Contrary to the Odonata and the remaining taxa groups (except for Tricladida), the identification of freshwater dipterans generally requires microscope preparations and taxonomic expertise, which increases the difficulties regarding the identification to the species level. In the literature that holds information about the distribution of freshwater Diptera in Cuba, Diptera specimens, with a few exceptions44,45, are generally identified to genus or family35,36,37,38,39 and were therefore not included in our database4.

Technical Validation

The occurrence records4 were screened for georeferencing errors (e.g. points in the ocean), incomplete information and redundant information with functions of the R-packages dplyr and sf (file “scr_tech_val.R”4). Each record must have a date, the taxonomic (species, genus, family, class, phylum) and geographic (locality, latitude, longitude, municipality and province) information and a reference to the source. A valid date must include at least the year. If two or more records of a same species had the same coordinates and date, we considered these as duplicates and only kept unique records.

Usage Notes

The database4 has a high potential in spatial freshwater biodiversity analyses, biogeography and area-based conservation planning. For instance, the species geographic records can be used to model their range-wide distributions using species distribution models (SDM)46 with applications in the conservation of freshwater biodiversity in Cuba, for example:

  • The identification of gaps in the National System of Protected Areas (e.g.47).

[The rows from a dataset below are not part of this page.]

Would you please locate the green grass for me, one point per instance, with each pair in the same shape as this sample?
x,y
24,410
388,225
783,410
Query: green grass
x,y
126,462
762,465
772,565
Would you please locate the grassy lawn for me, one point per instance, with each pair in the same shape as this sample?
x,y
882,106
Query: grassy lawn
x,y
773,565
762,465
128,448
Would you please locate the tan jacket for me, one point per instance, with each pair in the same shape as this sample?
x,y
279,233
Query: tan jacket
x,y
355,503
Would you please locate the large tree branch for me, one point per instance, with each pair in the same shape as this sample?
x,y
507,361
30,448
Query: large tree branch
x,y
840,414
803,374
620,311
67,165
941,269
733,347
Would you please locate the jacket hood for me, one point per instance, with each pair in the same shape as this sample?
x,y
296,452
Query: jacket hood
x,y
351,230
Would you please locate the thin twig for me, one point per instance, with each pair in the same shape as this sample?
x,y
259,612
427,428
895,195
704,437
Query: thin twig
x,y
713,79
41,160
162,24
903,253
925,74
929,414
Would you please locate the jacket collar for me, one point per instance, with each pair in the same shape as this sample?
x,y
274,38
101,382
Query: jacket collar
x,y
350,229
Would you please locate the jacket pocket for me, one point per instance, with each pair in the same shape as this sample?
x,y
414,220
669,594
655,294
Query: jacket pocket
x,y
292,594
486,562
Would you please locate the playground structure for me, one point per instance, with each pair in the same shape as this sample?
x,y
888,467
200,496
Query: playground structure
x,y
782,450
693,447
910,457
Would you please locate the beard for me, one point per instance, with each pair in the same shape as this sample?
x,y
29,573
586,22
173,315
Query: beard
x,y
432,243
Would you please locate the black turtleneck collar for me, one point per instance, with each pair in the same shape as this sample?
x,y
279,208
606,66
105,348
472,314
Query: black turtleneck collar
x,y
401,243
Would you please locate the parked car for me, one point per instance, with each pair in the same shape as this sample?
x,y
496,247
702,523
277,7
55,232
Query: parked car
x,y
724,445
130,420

  • The assessment of the conservation status of Cuban endemic species (e.g.33).

  • The development of proactive strategies for the protection of freshwater species under future climate change (e.g.48).

  • The improvement of the National System of Protected Areas to meet the spatial connectivity requirements of freshwater ecosystems (e.g.49).

We highlight that the database is welcoming future contributions. Among the taxa analyzed here, Mollusca is the taxa group for which the distribution data is not yet openly available despite that the data has been collated, digitized, georeferenced and stored systematically, such as by the Laboratory of Malacology at the Tropical Medicine Institute of Cuba who maintains a relational database with this information from 1980s to the present50,51.